I'm now pondering whether to get another Joey for the garage. I spend quite a lot of time out there, especially in the summer and like to keep up with the news and sports going on. Can;t make up my mind if I want a Joey or another Hopper. If another Hopper I would need to get a duo Node too which would add to the upgrade cost again. Hobby is getting expensive!

Oh, the Hoppers from Dish Depot are with Sling. Total cost for H/J and solo Node around 300.


----------



## normang (Nov 14, 2002)

I did get some info from a Dish Rep here on potential upgrade costs and it does cost more to purchase then to upgrade and remain on a lease. The service plan, which I do not have, would save some costs too, though I have rarely had a need for the service plan as I've had relatively few issues.

All my receivers are leased, so I assume if purchased, and I deactivate the 211, they would want it back??
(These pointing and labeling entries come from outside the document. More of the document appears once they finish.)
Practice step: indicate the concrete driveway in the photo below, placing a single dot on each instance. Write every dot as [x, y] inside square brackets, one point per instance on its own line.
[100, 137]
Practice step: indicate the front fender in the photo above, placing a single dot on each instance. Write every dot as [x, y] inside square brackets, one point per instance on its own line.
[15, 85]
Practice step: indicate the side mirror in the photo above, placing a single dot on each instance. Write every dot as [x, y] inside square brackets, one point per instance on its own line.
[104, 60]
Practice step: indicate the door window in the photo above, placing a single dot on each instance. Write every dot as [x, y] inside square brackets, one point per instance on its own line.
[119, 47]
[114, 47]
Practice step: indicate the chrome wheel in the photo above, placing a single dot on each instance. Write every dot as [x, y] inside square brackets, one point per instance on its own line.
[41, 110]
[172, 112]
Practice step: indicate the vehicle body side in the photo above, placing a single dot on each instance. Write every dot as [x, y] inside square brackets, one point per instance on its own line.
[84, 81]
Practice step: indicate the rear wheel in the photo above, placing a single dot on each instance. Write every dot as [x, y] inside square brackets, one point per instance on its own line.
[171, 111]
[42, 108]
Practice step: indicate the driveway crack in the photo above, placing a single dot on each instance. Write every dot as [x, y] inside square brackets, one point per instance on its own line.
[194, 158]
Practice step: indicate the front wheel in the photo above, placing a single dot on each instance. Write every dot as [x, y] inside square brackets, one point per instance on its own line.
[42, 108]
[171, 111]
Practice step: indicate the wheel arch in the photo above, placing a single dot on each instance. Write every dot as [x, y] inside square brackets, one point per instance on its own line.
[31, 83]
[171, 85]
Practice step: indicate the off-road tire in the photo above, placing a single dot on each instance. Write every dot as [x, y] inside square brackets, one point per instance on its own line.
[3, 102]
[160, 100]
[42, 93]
I don't have time for a couple weeks to schedule an upgrade if I decide to do it.

We'll see how it goes.

thanks for the feedback



Grandude said:


> I'm waiting for boxes to come from Dish for returning the leased receivers I have. I have some purchased receivers going all the way back to the original one Dish made. Currently, before the upgrade to H/J, I had a VIP622, 722, and 211 that were leased.
> If your 211 is purchased, you don't need to send it back to Dish but will be deactivated unless you ask to keep it active and then there will be a $7 monthly charge. I'm sure that if you wanted to activate it again for camping/tailgating, it would be a simple call to Dish to activated it for the short time(s) needed. (That is the beauty of owning some hardware as it can be deactivated without sending it back and activated easily for when needed.)
> 
> I'm now pondering whether to get another Joey for the garage. I spend quite a lot of time out there, especially in the summer and like to keep up with the news and sports going on. Can;t make up my mind if I want a Joey or another Hopper. If another Hopper I would need to get a duo Node too which would add to the upgrade cost again. Hobby is getting expensive!
> ...


----------



## VDP07 (Feb 22, 2006)

normang, I would do this. 

Replace your 722 and 211 with a Hopper w/Sling and a Joey. This new setup will increase your bill by $3 mo. A Hopper and a 211 would cost the same and IMO, unless you are planning on using your 211 on the road or you just want to keep the 211 separate from the rest of your system, there is no reason to run that setup. 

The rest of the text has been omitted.